Do not wait to consult a GP if you are in any doubt about the type of pain you are feeling. Your GP can give you advice and direct you to a sports traumatology specialist and/or request certain tests such as an ultrasound or MRI scan.


A physiotherapist that exclusively specialises in sports injuries can and should become your adviser as well as your guardian angel. It is important to keep in contact with him on a regular basis in order to check that you are still able to run with peace of mind.


Always keep in mind the following:

- Stop any sports practice as soon as you feel any discomfort – whatever that might be – that persists for more than 72 hours.
- Never run when you feel pain!Naturally, there will be sessions that are not so easy, but not to the point where you feel pain in a specific area.


Accept your injury

It can sometimes take several months to heal from an injury. More often than not, the runner, who is unable to do any exercise at all – not just the simple pleasure of running! – will go through a range of emotional states including anger, discouragement, indignation and melancholy.


Here are two words of advice that can help to overcome the trial of an injury:

- Stop feeling guilty.It may be that you increased your training time – without going through the different stages. Maybe you ignored the warning signs that your body was giving you. However, feeling guilty will not make you heal more quickly.
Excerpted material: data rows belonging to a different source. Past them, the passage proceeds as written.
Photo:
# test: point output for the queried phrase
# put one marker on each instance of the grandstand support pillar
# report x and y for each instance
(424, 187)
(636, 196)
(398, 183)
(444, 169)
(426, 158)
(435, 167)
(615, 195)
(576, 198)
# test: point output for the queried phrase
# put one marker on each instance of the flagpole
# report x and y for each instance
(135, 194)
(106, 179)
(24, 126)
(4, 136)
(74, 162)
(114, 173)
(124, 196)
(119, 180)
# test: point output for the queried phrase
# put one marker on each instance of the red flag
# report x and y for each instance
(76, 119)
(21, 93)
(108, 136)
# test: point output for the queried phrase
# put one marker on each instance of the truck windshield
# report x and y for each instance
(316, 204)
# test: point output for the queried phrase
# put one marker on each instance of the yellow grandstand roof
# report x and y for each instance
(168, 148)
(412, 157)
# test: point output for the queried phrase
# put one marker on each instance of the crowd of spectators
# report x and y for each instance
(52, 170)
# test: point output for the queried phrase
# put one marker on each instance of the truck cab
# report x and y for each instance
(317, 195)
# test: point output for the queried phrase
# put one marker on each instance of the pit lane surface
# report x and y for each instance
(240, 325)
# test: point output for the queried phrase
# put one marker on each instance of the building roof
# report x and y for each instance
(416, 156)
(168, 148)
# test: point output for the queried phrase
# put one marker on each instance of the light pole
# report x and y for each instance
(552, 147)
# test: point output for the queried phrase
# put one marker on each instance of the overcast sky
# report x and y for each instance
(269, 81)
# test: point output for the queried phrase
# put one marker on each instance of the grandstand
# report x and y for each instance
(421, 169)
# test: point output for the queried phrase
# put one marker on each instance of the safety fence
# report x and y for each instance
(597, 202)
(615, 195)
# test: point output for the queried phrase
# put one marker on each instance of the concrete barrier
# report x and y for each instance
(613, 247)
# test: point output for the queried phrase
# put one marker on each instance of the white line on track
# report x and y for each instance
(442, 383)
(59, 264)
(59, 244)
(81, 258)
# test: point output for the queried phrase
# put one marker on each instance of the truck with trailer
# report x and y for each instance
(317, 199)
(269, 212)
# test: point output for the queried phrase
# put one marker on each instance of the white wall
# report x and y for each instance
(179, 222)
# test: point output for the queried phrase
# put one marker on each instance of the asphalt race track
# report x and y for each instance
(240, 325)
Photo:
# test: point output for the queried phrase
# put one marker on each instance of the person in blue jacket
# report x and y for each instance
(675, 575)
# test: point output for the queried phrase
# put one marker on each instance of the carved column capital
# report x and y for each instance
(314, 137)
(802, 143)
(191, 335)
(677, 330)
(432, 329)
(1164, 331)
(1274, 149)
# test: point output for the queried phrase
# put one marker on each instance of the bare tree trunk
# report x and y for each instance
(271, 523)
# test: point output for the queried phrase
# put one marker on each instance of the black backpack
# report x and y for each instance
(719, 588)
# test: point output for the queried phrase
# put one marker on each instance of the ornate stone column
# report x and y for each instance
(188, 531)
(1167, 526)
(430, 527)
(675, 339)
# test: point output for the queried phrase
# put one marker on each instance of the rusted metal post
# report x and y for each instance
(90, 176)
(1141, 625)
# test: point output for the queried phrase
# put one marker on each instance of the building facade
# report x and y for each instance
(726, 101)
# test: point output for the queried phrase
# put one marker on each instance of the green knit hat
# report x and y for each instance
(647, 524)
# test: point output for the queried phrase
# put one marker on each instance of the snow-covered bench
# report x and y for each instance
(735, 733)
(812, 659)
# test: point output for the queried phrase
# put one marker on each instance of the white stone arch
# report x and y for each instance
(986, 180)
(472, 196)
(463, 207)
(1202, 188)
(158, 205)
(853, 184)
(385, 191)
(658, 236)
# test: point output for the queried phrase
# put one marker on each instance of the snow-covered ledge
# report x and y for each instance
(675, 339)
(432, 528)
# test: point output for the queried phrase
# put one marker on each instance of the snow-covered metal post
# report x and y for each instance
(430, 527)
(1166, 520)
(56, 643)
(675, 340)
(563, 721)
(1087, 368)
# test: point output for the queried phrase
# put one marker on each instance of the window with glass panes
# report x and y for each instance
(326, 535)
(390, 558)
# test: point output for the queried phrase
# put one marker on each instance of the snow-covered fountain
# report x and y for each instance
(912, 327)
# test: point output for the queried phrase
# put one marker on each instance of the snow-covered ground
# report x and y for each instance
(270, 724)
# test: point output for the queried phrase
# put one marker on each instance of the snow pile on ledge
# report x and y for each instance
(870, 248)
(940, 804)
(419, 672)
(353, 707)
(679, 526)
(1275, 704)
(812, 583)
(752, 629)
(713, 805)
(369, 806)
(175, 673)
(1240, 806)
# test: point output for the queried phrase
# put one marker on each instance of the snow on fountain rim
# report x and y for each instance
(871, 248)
- Do not feel that your body has betrayed you. Injured runners will often feel this way. They will blame the painful area that prevents them from running. The knee, the Achilles heel or the aponeurosis was not the cause of the injury. Make the most of the injury period to really make peace with your body.


Take your time before coming back…

Do not botch up the end of your convalescence for the sole purpose of checking whether you still know how to run! It is important to follow the recommendations of your doctor or your physiotherapist. This concerns your timetable for coming back as well as the need to demonstrate caution.

Indeed, your body needs to find its bearings. From the point of view of the heart and blood vessels (if the break is lengthy) as well as the muscles and the tendons. And this goes further than the damaged zone. If you were running 50 km a week before your injury, it is naturally out of the question to consider running the same number of kilometres until you have spent a few weeks getting "up to speed". Badr El Hariri, the Parisian sports physiotherapist, emphasises the following: "The idea of gradually increasing the load when coming back after an injury is crucial. This will define how long the recovery phase takes, with times where you need to slow things down as well times when you can speed things up. It is important to validate each step of the process without discomfort or pain. "

As has already been mentioned several times, always listen to what your body is telling you. Beyond all the advice that you may be given, you are the only one who knows exactly how you feel when you exercise. There will always be that day when the pleasure of running returns. Intact. On that day, promise yourself that you will be enthusiastic, while also being cautious about how you manage your training sessions.


Injuries are not inevitable! There are many runners who will train for years without the slightest injury. However, it is likely that you will one day have to visit a sports physiotherapist, foot specialist or a doctor specialised in sports traumatology if your weekly mileage regularly exceeds 50 km and you participate in timed events.